The long-awaited House GOP’s bill to repeal and replace Obamacare was unveiled on Monday evening, after being kept away from prying eyes. The GOP’s resulting American Health Care Act not only repeals and replaces the Affordable Care Act, it also sets the stage to effectively defund Planned Parenthood and restrict insurance coverage for abortion.
House Speaker Paul Ryan has previously vowed to defund Planned Parenthood, and the new bill manages to do exactly that, by preventing Medicaid dollars from being used at the health-care facilities. The GOP replacement bill states that Medicaid cannot directly or indirectly fund any health-care organization that “provides for abortions” (read: Planned Parenthood), according to the Los Angeles Times. Low-income women would be most affected by the proposal, according to Vox, since Medicaid recipients typically earn far below the federal poverty line. In 2015, for instance, 78 percent of the patients seeking services at Planned Parenthood had incomes of 150 percent or less of the federal poverty level, Vox reports.
Due to the Hyde Amendment, however, federal dollars are already prohibited from being used on abortion. As a result, when Medicaid dollars are used at Planned Parenthood facilities, they help cover the cost of other procedures, such as mammograms, STD testing, or birth control. In short, the new bill restricts Medicaid funding to health-care providers like Planned Parenthood because they perform abortions, regardless of how the procedures are paid for.

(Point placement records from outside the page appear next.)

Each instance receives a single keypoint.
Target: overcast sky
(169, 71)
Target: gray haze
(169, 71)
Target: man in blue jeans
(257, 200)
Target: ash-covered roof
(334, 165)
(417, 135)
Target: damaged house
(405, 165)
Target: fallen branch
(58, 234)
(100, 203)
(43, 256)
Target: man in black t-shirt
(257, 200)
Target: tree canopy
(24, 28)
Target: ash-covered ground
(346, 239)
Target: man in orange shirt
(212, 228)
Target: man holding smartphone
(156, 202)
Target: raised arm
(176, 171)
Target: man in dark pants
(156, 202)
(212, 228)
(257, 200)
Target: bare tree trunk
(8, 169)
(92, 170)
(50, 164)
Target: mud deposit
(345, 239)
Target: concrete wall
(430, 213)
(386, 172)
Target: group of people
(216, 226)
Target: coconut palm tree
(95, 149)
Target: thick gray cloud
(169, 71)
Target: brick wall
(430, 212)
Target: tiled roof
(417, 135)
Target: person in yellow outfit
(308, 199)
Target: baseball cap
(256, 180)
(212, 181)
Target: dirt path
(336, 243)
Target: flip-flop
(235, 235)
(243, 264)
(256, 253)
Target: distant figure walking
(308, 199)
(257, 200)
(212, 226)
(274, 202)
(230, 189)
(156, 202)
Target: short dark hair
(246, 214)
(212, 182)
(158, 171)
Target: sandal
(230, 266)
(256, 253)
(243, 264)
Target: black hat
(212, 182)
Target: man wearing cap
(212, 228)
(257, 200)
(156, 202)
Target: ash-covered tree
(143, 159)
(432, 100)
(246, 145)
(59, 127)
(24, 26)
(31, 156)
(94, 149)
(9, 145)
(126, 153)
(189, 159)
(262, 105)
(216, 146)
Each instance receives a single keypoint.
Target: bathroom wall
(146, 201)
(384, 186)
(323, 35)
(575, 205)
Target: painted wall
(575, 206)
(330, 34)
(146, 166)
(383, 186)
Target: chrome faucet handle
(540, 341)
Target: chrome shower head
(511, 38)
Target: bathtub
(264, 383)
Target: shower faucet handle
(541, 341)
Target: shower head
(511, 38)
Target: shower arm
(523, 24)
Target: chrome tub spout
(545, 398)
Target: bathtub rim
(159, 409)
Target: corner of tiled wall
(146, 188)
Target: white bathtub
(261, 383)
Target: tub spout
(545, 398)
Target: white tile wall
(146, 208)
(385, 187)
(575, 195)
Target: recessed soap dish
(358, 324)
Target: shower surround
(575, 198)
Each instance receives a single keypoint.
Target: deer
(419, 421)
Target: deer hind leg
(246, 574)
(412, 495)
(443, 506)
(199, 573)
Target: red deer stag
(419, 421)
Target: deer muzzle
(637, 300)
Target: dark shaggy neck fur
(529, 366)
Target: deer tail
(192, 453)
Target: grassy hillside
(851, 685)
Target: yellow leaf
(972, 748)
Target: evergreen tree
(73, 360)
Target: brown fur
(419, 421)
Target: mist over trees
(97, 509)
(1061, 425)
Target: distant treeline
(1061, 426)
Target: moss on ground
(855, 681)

It also includes language that could potentially shift the private insurance market to no longer cover abortion, or at least make it very expensive. Under the bill, tax credits wouldn’t be allowed for health plans that cover abortion (except in cases of rape, incest, or to save the life of the mother). Though abortions themselves are not outlawed in the new bill, any government subsidies, such as tax credits, would be completely eliminated. The end result, as Vox points out, would be a situation that 1) offers little incentive to insurance providers to cover abortion, and 2) makes it difficult or too expensive for consumers to buy additional coverage for abortion, since the pool would be so small:
If abortion insurance coverage is both expensive and a logistical hassle, many consumers simply won’t buy it.
That wouldn’t leave insurance companies much incentive to offer abortion coverage at all, even if it’s technically not prohibited by law. Indeed, it gives insurers almost no other choice but to stop covering abortion in many, or even most, of their plans.
President Donald Trump has previously spoken about the “millions and millions of women [who] … are helped by Planned Parenthood,” but he vowed to defund the organization because it provides abortions. Still, prior to the new health-care bill’s unveiling, the president dangled an offer before Planned Parenthood, according to the New York Times: If the organization agreed to not perform abortions, they could keep the $500 million in federal funding it receives annually. Planned Parenthood reportedly rejected the president’s proposal.